Sono inoltre presenti alcune sorgenti che fino alla prima metà del XX secolo, quando nel paese non era ancora presente un acquedotto, soddisfavano gran parte delle esigenze idriche del paese. È il caso delle fonti Morino, Cà Manì e Reggiolino che, in seguito alla forte industrializzazione, sono state abbandonate a causa delle pessime condizioni dovute all’inquinamento
I primi segni di insediamenti dell’uomo sul territorio risalgono invece all’Età del ferro, ad un periodo compreso tra il IX e l’VIII secolo a.C., come testimoniato da un’ascia bronzea ad alette terminali, rinvenuta nel 1940 in località Söcc
Come tutti i paesi della Val Seriana fu insediata dai Galli Cenomani, dai Franchi, dai Romani e successivamente dai Longobardi.
Con la Serenissima e l’affidamento dei terreni al Vescovo di Bergamo fu segnata anche dal feudalesimo.
Con il passare degli anni al potere vescovile si affiancò quello di alcune famiglie della zona, che riuscirono ad ottenere sempre più spazio, passando dal ruolo di grandi proprietari a quelli di feudatari “de facto”. È il caso dei Cazzani, famiglia nobile di origine franco-longobarda, che acquisì così tanto prestigio e potere sul paese da far identificare il nome del proprio casato con quello del borgo stesso, che da quel momento venne appunto chiamato Cazano (poi traslato nell’attuale Cazzano).
In ogni caso, la famiglia dei Cazzani cominciò a dotare la propria abitazione con strumenti di difesa, rendendola una piccola fortezza dominata da una torre, che in breve tempo divenne l’elemento architettonico caratterizzante dell’intero paese.
Nel pieno dell’età comunale, come testimoniato da documenti del 1263, Cazzano cominciò a definire i propri limiti territoriali unendosi a Barzizza, centro posto più a monte sulle pendici del monte Farno, nell’entità comunale denominata “Barzizza con Cazzano” ed inserita nella circoscrizione denominata Facta di san Lorenzo.
Difatto Cazzano riacquisì la propria indipendenza sia a livello amministrativo, separandosi da Barzizza nel 1435, sia a livello religioso, ergendosi a parrocchia nel 1459.
In occasione degli scontri tra guelfi e ghibellini, gli abitanti di Cazzano e Barzizza esibivano sui propri stemmi un’effigie raffigurante una zingara danzante che, secondo la tradizione, si fermò nel borgo in epoche remote segnando profondamente gli animi degli abitanti.
Come testimoniato dallo storico Giovanni Maironi da Ponte, la gran parte della popolazione (stimata in circa 300 unità) era impegnata nell’agricoltura e nelle manifatture della lana.
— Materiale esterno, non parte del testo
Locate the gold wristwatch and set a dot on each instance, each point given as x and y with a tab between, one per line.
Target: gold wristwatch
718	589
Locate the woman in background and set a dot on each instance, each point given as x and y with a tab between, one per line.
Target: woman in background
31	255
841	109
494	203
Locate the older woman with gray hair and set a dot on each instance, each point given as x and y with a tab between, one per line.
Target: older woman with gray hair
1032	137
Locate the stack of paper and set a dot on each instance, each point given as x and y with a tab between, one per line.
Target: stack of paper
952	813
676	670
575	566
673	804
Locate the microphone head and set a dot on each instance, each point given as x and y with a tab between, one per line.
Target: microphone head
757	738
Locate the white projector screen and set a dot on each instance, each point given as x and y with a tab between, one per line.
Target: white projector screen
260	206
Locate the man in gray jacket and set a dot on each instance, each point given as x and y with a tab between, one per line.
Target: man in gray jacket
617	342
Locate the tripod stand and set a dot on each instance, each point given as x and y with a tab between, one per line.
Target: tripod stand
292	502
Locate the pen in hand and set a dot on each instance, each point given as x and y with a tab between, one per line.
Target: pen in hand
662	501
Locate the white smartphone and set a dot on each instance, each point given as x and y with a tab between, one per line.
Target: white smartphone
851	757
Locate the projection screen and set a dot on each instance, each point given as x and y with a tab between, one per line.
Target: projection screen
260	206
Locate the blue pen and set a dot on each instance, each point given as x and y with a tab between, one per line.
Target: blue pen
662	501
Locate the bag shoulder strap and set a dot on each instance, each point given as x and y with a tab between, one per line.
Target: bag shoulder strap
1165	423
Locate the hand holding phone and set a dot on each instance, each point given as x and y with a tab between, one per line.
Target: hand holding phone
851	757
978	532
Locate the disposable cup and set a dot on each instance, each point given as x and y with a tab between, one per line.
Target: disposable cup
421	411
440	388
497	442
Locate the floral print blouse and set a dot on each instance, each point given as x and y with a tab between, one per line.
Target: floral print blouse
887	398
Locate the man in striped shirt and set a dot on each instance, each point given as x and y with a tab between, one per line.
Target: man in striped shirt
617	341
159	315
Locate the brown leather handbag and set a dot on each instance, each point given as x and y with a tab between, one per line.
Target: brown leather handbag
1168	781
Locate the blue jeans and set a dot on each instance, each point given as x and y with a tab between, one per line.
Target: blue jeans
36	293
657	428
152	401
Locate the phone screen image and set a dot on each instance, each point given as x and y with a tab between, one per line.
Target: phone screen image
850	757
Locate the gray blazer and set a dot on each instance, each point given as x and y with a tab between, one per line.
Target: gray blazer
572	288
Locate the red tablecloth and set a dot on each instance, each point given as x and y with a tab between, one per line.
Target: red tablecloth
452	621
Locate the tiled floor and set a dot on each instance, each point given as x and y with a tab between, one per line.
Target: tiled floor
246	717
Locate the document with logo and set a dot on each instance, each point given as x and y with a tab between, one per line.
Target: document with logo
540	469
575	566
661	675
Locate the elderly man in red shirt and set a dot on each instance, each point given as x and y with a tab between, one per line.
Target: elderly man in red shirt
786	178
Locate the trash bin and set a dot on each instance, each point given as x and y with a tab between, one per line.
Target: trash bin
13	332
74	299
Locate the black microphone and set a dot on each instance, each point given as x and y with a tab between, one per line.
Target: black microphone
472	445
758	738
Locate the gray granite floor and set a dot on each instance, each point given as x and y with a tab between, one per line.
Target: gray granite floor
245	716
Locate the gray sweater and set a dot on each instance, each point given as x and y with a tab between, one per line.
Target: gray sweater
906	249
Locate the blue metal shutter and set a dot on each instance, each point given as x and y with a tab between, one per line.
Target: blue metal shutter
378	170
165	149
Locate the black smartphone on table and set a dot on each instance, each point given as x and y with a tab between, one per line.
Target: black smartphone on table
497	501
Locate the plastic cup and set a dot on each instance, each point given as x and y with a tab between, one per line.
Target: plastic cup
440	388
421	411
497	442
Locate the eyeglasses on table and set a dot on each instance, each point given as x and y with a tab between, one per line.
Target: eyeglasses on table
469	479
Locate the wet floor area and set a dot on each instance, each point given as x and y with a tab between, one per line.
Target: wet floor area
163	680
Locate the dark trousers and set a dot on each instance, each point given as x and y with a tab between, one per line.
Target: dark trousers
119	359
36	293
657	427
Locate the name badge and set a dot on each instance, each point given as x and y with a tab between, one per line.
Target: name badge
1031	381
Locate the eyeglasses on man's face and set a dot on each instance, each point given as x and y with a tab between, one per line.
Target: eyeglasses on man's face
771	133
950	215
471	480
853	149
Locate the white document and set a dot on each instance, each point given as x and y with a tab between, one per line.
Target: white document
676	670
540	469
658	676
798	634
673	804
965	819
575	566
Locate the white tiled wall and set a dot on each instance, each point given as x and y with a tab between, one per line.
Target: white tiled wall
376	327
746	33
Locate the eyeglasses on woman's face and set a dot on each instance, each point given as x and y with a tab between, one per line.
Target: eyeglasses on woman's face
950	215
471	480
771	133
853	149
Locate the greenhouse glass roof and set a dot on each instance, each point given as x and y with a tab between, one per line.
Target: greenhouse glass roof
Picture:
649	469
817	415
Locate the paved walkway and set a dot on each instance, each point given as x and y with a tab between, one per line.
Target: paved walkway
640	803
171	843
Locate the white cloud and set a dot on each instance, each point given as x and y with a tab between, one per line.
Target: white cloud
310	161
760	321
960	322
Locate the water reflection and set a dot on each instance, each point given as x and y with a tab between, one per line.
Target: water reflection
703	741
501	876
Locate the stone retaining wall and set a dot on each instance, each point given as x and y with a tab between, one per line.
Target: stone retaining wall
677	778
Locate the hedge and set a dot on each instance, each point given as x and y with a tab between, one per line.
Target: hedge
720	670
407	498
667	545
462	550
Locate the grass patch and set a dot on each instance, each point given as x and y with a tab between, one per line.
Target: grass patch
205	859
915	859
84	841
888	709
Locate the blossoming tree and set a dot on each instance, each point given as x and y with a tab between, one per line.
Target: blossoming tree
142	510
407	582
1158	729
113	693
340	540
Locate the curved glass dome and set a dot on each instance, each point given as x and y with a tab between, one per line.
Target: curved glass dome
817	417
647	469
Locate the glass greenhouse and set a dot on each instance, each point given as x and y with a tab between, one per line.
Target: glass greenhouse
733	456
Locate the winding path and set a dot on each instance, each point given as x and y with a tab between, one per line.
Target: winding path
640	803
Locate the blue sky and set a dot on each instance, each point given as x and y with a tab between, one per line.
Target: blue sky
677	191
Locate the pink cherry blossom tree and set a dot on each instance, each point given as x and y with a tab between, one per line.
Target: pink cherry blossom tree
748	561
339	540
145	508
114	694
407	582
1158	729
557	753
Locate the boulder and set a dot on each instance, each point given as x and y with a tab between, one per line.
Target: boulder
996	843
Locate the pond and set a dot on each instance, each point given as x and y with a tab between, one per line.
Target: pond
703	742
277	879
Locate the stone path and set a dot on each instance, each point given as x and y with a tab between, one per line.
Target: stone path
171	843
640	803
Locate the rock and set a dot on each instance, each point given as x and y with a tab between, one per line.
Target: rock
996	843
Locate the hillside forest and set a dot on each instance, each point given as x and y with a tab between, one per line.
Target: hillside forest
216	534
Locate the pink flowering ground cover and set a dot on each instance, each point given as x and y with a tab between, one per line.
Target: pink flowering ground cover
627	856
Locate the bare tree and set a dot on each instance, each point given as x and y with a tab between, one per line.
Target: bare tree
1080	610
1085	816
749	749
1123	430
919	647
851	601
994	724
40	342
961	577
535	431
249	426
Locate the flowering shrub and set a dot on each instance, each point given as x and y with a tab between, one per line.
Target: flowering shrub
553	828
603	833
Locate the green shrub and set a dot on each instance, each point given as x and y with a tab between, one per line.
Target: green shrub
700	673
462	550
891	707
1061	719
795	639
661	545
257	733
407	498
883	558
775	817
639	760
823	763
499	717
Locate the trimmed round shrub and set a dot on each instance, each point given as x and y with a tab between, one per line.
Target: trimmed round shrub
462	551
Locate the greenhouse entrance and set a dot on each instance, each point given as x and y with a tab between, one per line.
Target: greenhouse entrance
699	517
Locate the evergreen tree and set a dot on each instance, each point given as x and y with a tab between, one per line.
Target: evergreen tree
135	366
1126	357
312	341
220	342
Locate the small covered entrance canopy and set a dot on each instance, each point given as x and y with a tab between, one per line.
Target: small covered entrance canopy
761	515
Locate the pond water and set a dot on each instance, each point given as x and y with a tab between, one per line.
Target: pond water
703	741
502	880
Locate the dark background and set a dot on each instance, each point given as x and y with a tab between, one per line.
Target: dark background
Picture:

A queste, a partire dai primi anni del XIX secolo, si affiancarono le attività estrattive di lignite e, in minori quantità, anche argilla, antrace e carbon fossile. La prima miniera di lignite è documentata a partire dal 1805, con scavi posti presso il torrente Re e lungo la strada che collegava con Gandino. Questa attività si sviluppò in modo notevole, dato che questo materiale venne utilizzato come combustibile nella grande guerra e nel periodo ad essa successivo, tanto che sorsero parecchie gallerie in cui trovarono occupazione numerosi residenti. In una di queste (posta presso l’attuale complesso industriale Radici), il 27 febbraio 1873, si verificò un crollo che causò la morte di 13 minatori.
Contestualmente, e fino al termine del XX secolo, nel paese si verificò un forte sviluppo industriale ed artigianale. Ad aziende dalle grandi dimensioni, quali le fornaci Mosconi ed il tappetificio Radici (inaugurato nel 1951) che sul finire degli anni 1950 occupavano 120 operai su una popolazione di 595 unità, si affiancarono ben presto numerose piccole realtà artigianali, che contribuirono ulteriormente alla ricchezza del paese. Il tutto fu accompagnato da uno sviluppo edilizio e da un conseguente sostanziale incremento della popolazione, che in quarant’anni raddoppiò di numero, passando dalle 675 unità del 1961 alle 1402 del 2001.
L’edificio più importante, sia a livello architettonico che storico, è senza dubbio la torre medievale.
Alta 15 metri, presenta differenti tipi di muratura, indice del fatto che fu costruita e rimaneggiata in epoche differenti. Alla struttura principale, la più antica, nel XIV secolo fu affiancato un corpo utilizzato a fini abitativi, con l’aggiunta di un secondo nucleo (l’attuale cascina Dosso), realizzato tra il XV ed il XVI secolo, che diede alla struttura la configurazione definitiva, simile ad un palazzo fortificato.
Interessanti sono anche altri edifici rustici settecenteschi, tra i quali spicca la Cà Manì, ristrutturata all’inizio del XXI secolo, a fianco della quale è stato realizzato un piccolo parco.
In ambito religioso, il principale edificio è senza dubbio la chiesa parrocchiale, dedicata a sant’Andrea Apostolo. I conti Greppi donarono la pala d’altare, raffigurante il santo patrono, opera del pittore milanese Andrea Appiani. All’interno sono inoltre custodite opere di indubbio valore, quali l’altare marmoreo della Madonna del Rosario e gli Angeli, posti presso l’altare maggiore, opere dello scultore Andrea Fantoni. Interessanti sono anche la statua quattrocentesca del Cristo morto (l’opera più antica presente) che gli affreschi che ornano il presbiterio (episodi biblici) e la volta (episodi della vita di sant’Andrea), opere della famiglia Quaglio.
Animata anche la vita culturale, con concerti di alto livello ospitati nella suggestiva cornice del Torrione municipale. Ogni anno, alla prima settimana di luglio, il paese si mobilita con una sagra nel Parco di Ca’ Manì. Irrinunciabile anche il Mercatino di Natale della prima domenica di dicembre, che propone bancarelle, artigianato tipico e intrattenimenti. Particolare interesse suscitano le iniziative primaverili del “Vintage nel Borgo” e la “Sagra della Cicoria”, che ricorda i piatti tipici di una volta.